Rizzo precisa che la retina artificiale per ora è indicata solo per pazienti affetti da retinite pigmentosa (patologia che colpisce circa 150 mila italiani) negli stadi più avanzati di malattia, cioè persone che hanno perso completamente la vista da entrambi gli occhi, una condizione che interessa circa 1.000-1.500 italiani. I criteri di selezione per entrare in questo trial sperimentale sono per ora molto severi e restrittivi«.

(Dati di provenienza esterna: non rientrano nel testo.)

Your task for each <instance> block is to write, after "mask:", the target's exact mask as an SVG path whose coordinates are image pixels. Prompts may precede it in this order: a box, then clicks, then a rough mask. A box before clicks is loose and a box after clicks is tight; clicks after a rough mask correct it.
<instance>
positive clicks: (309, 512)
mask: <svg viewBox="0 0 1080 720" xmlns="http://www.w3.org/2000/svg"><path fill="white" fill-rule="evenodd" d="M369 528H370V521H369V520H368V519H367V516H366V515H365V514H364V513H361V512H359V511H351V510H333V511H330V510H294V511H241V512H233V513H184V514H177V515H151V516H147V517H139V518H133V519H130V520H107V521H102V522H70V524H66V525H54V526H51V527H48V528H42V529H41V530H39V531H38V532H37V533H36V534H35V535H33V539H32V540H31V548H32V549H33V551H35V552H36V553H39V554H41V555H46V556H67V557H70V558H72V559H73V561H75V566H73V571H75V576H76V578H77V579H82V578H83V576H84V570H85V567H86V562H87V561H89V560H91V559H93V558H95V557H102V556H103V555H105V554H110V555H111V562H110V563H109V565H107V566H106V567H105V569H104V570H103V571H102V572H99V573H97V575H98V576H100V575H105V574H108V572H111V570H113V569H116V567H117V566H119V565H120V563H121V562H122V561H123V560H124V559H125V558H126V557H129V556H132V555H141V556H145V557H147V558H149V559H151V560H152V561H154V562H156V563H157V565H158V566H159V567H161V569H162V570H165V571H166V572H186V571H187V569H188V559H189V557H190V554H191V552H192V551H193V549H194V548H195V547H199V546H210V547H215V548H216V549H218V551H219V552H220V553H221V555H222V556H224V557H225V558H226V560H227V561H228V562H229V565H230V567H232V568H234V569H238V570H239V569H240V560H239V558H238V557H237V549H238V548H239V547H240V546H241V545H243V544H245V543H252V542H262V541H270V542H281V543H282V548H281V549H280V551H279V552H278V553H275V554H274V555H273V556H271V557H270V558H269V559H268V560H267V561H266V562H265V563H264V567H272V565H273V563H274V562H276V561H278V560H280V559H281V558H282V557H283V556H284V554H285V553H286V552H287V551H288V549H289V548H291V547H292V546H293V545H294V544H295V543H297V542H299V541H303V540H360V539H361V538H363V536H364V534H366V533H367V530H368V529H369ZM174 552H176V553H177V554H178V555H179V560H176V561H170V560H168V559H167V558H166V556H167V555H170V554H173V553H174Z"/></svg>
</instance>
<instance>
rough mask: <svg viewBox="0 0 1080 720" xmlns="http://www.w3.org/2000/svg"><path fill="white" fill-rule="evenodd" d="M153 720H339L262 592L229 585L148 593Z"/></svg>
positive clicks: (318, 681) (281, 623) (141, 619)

Per questo tipo di impianti, spiega ancora Rizzo, «è fondamentale un'accurata selezione del paziente candidato, che viene inquadrato attraverso una serie di colloqui psicologici; questo serve a valutare sia le sue potenzialità di proseguire lungo un percorso riabilitativo che lo impegnerà a lungo, sia le sue aspettative».

«Perché questo impianto non va a restituire una visione normale ma una visione artificiale, 'bionicà. Il paziente deve essere preparato al fatto che quello che vedrà è una ricostruzione attraverso dei 'fosfenì, dei lampi di luce, che vanno a comporre un'immagine pixelata», prosegue l'esperto. «La visione d'insieme viene ottenuta dal lavoro dei 576 elettrodi presenti nel device, i cui parametri vanno tutti configurati con tanta pazienza, attraverso una speciale applicazione», conclude il chirurgo.